Last week I asked my wife to lock me out of Facebook, changing my password occasionally so I am denied access, like locking up the liquor cabinet.
I would prefer to have the wherewithal not to procrastinate, and to do the things I am meant to do. This summer I have been much more successful at reading, putting away three novels in the past month. Some has been research, but also fiction. Currently I am on my fourth summer novel, fiction which is also research; Vile Bodies by Evelyn Waugh.
Totally, odd ... I had asked my father for his copy and he forgot to bring it last weekend, but then as I was searching for a book for the girl to read I found his copy on one of our shelves at our house. I have no idea how that happened.

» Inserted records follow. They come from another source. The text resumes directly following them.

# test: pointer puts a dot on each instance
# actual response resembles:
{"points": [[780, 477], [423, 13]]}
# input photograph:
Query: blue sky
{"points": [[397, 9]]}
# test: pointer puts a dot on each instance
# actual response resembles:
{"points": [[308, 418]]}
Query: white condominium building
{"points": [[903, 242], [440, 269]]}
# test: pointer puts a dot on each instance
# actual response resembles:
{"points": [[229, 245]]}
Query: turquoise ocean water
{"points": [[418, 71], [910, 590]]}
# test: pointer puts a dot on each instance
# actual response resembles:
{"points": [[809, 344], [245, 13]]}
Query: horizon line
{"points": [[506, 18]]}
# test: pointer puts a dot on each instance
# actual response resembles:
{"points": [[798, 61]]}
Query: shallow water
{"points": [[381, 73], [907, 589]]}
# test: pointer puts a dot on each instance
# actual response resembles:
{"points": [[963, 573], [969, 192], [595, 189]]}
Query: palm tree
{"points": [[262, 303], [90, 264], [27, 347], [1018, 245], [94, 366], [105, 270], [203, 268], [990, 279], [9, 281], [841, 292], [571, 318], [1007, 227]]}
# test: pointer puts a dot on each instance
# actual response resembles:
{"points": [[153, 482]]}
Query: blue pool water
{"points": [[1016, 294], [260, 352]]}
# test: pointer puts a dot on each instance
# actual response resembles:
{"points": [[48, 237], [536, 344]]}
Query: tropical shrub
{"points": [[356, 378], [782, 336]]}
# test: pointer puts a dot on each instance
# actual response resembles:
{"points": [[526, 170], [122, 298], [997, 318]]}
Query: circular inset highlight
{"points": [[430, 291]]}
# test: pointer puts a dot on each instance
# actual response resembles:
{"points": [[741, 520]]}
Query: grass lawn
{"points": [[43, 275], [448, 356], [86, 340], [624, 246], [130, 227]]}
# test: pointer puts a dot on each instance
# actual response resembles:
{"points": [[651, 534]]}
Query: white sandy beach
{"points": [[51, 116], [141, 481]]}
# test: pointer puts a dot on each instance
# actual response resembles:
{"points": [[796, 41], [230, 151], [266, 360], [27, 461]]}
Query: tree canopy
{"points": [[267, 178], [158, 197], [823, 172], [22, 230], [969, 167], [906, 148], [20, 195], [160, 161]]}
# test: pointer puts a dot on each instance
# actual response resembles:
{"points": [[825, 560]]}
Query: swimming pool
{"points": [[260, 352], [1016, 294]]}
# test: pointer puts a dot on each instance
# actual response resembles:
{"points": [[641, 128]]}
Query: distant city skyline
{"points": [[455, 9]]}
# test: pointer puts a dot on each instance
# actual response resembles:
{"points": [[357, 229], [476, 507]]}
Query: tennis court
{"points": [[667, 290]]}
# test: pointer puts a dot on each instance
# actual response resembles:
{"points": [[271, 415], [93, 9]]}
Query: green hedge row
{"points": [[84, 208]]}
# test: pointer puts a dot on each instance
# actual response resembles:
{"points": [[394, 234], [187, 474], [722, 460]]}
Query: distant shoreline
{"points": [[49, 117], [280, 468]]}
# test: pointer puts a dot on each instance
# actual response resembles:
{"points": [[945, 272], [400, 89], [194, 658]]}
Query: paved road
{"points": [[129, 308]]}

After a brief bit of confusion I have become entirely immersed in this tale of the "bright young people" in 1920s England. The picture of the Roaring Twenties from the other side of the Atlantic has similarities to that found in America, but like looking the wrong way through a telescope.
Young adults in Great Britain, for example, were the survivors of a generation slaughtered in the fields of France and Belgium during the Great War. Privation had taken a great toll on the established class system. They all just went a little nuts, drinking, taking drugs, throwing outrageous parties, pushing the boundaries of socially acceptable behavior.
I mean, America's "Lost" Generation was also behaving this way, only we seem so depressed and decadent, the British to be entirely disaffected and possibly demented.
As I continue my exploration of Agatha Christie's second novel The Secret Adversary, there are a few important elements which are drawing into focus. In the extremely helpful tome The Detective Novels of Agatha Christie by James Zemboy (MacFarland & Co., Inc., 2008), the author notes:
... unlike (her first novel) "The Mysterious Affair at Styles", ("The Secret Adversary's") characters are interesting and fun to read about ... the reader is treated right from the beginning to two loveable young people full of life and spirit ... (p.22)Not monied as many of those real-life contemporaries written about by folks like Waugh and Nancy Mitford, Tommy was a soldier wounded in the war and now desperate for some kind of work, Also broke and with few prospects, Tuppence could return home to her family but as a modern young woman she would rather do absolutely anything else.
The manner in which they enter their business arrangement, which at first blush is practically an extortion scheme, retains the kind of disaffected pose that is so prominent in literature about young adults at that time. Christie herself was barely into her 30s when she wrote it and her dialogue is much more breezy and hip in this book than in her first.
There's also an awful lot of attention given to their eating, whenever possible, as thought they are constantly hungry, tearing into bread and tea when they have nothing, taking the opportunity for a meal whenever possible, and Tommy in particular obsessing about the time between feeding.